Speeding Star to Escape from Milky Way
A view of the Puppis A supernova remnant with a close-up image of the fast-moving neutron star RX J0822-4300. X-ray data (pink) and optical data (purple) highlights oxygen emission.
Credit: Chandra: NASA/CXC/Middlebury College/F.Winkler et al.; ROSAT: NASA/GSFC/S.Snowden et al.; Optical: NOAO/CTIO/Middlebury College/F.Winkler et al.

One of the fastest moving stars ever seen is challenging theories to explain its blistering speed.

The cosmic cannonball, a neutron star known as RX J0822-4300, was discovered with NASA's Chandra X-ray Observatory.

Astronomers used five years of Chandra observations to show that the rogue star is careening away from the Puppis A supernova remnant, leftovers of a star that exploded about 3,700 years ago. The neutron star is racing out of our Milky Way Galaxy at about 3 million mph (4.8 million kph).

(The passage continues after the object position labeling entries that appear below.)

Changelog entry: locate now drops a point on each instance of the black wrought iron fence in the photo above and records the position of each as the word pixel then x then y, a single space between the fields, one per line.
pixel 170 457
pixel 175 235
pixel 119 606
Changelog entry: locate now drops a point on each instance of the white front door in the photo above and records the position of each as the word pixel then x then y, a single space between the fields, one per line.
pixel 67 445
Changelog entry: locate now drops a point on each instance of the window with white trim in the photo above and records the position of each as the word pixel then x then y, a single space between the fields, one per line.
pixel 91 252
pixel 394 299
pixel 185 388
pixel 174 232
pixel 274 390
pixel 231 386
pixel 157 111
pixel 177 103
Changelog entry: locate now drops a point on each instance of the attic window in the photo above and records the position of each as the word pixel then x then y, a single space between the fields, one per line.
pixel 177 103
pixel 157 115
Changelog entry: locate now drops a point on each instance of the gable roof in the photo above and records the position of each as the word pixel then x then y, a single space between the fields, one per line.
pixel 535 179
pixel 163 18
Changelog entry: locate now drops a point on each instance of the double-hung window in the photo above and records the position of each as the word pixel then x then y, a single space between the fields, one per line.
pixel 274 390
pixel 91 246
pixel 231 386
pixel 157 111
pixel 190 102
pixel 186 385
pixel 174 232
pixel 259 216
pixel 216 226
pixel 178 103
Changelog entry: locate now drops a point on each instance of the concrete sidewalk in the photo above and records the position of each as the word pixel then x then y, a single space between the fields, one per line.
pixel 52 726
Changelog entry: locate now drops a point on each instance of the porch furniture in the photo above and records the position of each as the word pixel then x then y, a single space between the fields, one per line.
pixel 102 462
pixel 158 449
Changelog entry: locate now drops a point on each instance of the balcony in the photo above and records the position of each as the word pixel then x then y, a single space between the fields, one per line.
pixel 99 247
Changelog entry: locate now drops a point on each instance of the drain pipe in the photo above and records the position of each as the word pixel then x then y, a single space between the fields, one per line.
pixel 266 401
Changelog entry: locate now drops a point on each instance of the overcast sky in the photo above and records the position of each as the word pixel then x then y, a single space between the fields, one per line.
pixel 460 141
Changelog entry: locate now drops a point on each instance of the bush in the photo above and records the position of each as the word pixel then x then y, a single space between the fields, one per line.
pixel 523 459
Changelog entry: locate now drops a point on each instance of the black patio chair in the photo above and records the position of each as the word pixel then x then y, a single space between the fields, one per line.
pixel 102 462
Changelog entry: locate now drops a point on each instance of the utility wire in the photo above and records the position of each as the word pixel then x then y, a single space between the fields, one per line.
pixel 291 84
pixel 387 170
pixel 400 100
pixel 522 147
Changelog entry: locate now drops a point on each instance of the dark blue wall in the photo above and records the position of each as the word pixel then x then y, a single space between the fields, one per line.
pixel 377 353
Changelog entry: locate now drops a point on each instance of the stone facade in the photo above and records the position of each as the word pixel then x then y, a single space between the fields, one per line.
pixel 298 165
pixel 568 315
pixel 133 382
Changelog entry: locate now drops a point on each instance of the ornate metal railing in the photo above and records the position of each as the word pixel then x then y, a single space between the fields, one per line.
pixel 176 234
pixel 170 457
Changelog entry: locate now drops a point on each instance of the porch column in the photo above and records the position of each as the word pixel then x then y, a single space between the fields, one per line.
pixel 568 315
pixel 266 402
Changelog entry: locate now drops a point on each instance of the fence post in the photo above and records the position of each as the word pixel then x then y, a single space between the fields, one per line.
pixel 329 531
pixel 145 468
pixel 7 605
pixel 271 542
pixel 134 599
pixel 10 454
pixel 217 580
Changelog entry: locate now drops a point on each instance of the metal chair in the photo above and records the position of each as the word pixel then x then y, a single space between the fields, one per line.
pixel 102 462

"Just after it was born, this neutron star got a one-way ticket out of the galaxy," said co-author Robert Petre, an astronomer at NASA's Goddard Space Flight Center in Greenbelt, Md. "Astronomers have seen other stars being flung out of the Milky Way, but few as fast as this."

Other hypervelocity stars known to be exiting the Milky Way move at speeds about one-third as great—likely shot toward interstellar space by an aggressive, supermassive black hole at our galaxy's center.

In the case of RX J0822-4300, however, a tremendous lopsided supernova explosion rocketed the neutron star to its blinding speed. It has traveled 20 light-years thus far, and will take millions of years to escape the clutches of the Milky Way.

Despite using advanced computer models to simulate how such a stellar rocket could form, astronomers are at a loss of words.

"The problem with discovering this cosmic cannonball is we aren't sure how to make the cannon powerful enough." said Frank Winkler, an astronomer at Middlebury College in Vermont. "The high speed might be explained by an unusually energetic explosion, but the models are complicated and hard to apply to real explosions."

Winkler and Petre's research is detailed in a recent issue of the Astrophysical Journal.